Elle ne veut pas accabler son mari avec ses préoccupations, qu’elle semble juger dérisoires comparé à la peur de se trouver en Ukraine. "Je ne veux pas casser notre équilibre, en lui montrant que nous vivons bien ici pendant qu’il n’a pas d’eau et d’électricité. Mais il est heureux de voir que ses enfants vont bien."
>> A lire aussi : Réfugiées d’Ukraine : "Je n’ai plus de maison, je n’ai plus de chez-moi" (2/3)

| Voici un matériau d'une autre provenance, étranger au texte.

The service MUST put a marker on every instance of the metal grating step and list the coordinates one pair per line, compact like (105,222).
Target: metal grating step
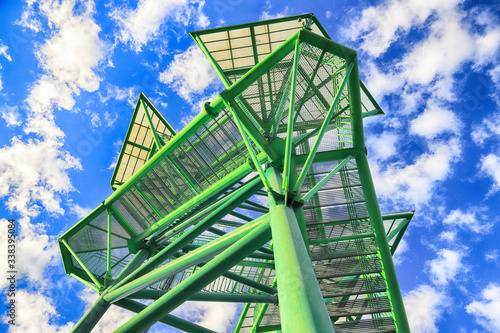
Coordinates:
(338,230)
(360,306)
(349,287)
(375,325)
(347,267)
(356,247)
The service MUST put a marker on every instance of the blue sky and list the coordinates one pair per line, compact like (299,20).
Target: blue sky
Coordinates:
(71,72)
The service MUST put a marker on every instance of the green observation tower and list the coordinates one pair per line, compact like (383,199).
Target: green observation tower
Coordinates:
(265,198)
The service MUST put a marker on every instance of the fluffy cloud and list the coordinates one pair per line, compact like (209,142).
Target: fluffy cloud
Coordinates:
(37,315)
(11,115)
(487,309)
(473,219)
(382,146)
(382,25)
(488,130)
(189,73)
(69,58)
(34,174)
(452,37)
(424,307)
(490,166)
(445,267)
(434,121)
(37,251)
(143,24)
(34,171)
(415,183)
(215,316)
(3,51)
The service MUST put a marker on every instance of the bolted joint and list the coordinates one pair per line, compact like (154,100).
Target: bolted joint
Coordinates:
(297,204)
(293,201)
(278,198)
(209,110)
(251,164)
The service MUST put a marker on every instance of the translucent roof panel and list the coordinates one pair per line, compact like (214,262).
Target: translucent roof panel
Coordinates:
(241,47)
(139,144)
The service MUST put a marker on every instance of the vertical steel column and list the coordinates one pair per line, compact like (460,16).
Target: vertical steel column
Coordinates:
(384,252)
(302,308)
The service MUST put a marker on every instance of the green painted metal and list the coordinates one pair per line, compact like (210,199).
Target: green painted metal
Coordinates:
(100,306)
(201,226)
(393,290)
(109,276)
(325,179)
(291,118)
(176,296)
(167,319)
(210,297)
(194,257)
(322,130)
(297,285)
(250,149)
(89,273)
(330,254)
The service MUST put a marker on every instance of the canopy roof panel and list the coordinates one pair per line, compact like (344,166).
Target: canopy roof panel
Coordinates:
(238,48)
(140,144)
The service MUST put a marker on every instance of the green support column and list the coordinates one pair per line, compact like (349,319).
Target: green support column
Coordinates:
(100,306)
(170,320)
(197,281)
(302,308)
(389,272)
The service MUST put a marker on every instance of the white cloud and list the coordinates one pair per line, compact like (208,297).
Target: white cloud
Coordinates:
(143,24)
(382,146)
(215,316)
(267,16)
(415,183)
(424,306)
(490,166)
(121,94)
(487,130)
(445,268)
(449,236)
(181,77)
(36,252)
(95,120)
(451,38)
(37,314)
(11,115)
(34,173)
(381,82)
(492,256)
(487,309)
(473,219)
(3,51)
(448,46)
(382,25)
(80,211)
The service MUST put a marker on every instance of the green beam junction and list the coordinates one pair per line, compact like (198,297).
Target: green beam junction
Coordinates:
(265,198)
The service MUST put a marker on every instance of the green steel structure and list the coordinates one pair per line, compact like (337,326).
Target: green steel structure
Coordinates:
(264,198)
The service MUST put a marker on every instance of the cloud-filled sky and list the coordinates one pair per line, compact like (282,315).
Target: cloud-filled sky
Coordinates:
(71,72)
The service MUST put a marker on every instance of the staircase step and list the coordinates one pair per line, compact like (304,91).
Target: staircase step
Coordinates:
(375,325)
(347,287)
(341,267)
(360,306)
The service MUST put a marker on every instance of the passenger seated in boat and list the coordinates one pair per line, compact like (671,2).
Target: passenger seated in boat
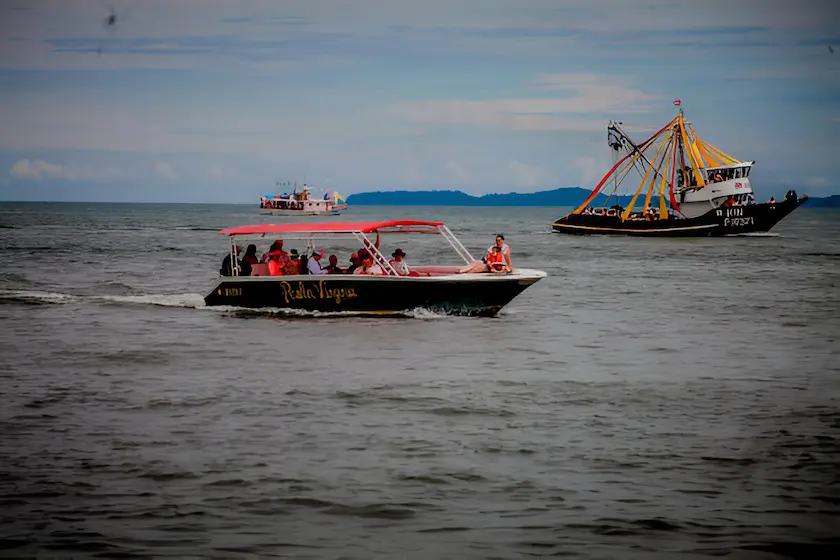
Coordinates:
(313,265)
(369,266)
(398,263)
(292,266)
(277,245)
(333,267)
(505,250)
(244,269)
(498,254)
(251,255)
(276,264)
(355,263)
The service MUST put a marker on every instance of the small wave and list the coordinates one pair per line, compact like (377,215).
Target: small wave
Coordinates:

Après un an passé en exil, Iryna se dit reconnaissante de l’accueil qu’elle a reçu. "Il arrive que la vie te mette à l’épreuve, qu’elle te frappe aussi fort qu’elle le peut pour te briser. Tu penses ne pas pouvoir encaisser le prochain coup, mais tu résistes et gardes la tête hors de l’eau. Tu peux tomber, mais l’important est de trouver la force de se relever."
Nous n’avons pas le droit d’être faibles ici, où tout va bien pour nous. Nous aidons notre pays du mieux qu’on le peut et on attend la victoire. Mon mari est en Ukraine pour l’amour de ses enfants, pour qu’ils puissent vivre dans une Ukraine libre."